Netanyahu: Radical Islam is existential threat, just like Nazism

August 4, 2016  

Speaking at a special event in the Knesset marking the 76th anniversary of the passing of Zionist leader Ze’ev Jabotinsky, Prime Minister Binyamin Netanyahu warned of the dangers of Islamic terrorism, drawing direct comparisons with the threat Nazism and Communism posed to the free world in the 20th century.

“Nazism and Communism threatened free societies in the 20th century,” said Netanyahu, “and radical Islam is threatening them in the 21st century.”

The Zionist leader, who passed away in 1940, had spent his final years warning European Jewry of the approaching Nazi menace and urging them to flee to Israel, then part of the British Mandate for Palestine.

“Jabotinsky was vehemently against turning a blind eye to the existential threat of Nazism, and for this he sustained enormous criticism, but he stuck to his just position.”

“Self-denial won`t help these days either. The threat of radical Islam is an existential threat. The choice is clear: we can either witness the intensification of this threat, or the freedom camp can wake up and stand at a broad and effective international front. Our policy is based on nurturing strength. The weak does not survive.”

Netanyahu’s statements come in the wake of a surge in terror attacks across Europe, from the massacre in Paris last November, to the bombings in Brussels this March, to the attack in Nice in July which left 85 dead and hundreds more wounded.

The Prime Minister also invoked Jabotinsky’s support for economic liberalism, tying it to efforts to privatize Israel’s Broadcasting Authority.
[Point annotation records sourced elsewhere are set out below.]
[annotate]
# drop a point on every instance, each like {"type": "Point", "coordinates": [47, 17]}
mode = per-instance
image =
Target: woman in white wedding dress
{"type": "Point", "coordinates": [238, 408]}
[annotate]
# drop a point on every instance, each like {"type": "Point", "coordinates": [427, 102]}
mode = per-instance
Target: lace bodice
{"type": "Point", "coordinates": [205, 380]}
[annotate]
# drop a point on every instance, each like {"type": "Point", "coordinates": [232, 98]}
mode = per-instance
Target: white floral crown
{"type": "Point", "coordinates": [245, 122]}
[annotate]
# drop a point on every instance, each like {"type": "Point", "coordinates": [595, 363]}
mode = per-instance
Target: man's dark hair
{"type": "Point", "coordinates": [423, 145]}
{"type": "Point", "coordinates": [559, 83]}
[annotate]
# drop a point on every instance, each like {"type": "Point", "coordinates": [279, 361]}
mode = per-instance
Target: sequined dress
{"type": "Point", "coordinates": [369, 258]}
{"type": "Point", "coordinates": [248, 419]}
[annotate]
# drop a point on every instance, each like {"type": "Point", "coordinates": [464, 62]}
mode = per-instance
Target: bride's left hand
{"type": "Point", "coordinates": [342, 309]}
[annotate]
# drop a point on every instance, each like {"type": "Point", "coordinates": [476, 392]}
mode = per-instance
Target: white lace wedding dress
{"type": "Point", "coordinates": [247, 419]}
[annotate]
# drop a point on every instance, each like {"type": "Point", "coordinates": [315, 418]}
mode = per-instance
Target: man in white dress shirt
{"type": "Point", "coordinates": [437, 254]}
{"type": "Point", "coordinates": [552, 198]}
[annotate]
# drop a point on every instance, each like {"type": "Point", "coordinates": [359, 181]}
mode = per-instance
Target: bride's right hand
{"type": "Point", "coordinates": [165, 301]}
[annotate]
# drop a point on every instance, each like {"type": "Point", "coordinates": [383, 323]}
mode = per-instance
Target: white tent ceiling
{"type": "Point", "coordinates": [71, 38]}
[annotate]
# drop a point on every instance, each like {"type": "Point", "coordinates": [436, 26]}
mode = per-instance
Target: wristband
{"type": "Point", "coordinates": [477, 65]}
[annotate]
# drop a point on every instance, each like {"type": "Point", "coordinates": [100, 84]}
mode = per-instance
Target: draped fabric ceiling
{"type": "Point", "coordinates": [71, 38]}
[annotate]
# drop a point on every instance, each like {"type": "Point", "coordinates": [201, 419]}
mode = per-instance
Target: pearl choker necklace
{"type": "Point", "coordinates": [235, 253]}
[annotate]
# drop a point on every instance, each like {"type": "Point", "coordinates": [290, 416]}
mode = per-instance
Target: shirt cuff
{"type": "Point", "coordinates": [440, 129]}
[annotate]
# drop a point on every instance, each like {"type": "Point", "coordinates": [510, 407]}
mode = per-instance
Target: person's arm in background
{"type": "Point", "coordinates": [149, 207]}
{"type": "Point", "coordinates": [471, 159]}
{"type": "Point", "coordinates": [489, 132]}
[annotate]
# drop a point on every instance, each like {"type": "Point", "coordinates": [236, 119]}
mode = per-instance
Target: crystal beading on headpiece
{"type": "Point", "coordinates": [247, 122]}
“One of the things Jabotinsky believed in is the idea of a free market and the choice of the citizen. While applying Jabotinsky`s doctrine, we implemented it in all fields. There is a determined struggle to prevent competition in the media market. All over the world there is competition, with some newspapers supporting one side and other newspapers supporting another, and no one says anything. In Israel there was an outlook different from Jabotinsky`s; there was immense concentration in the economy, media, and all other aspects of life. We are trying very hard to open these monopolies to competition, and this is the basic principle of democracy.”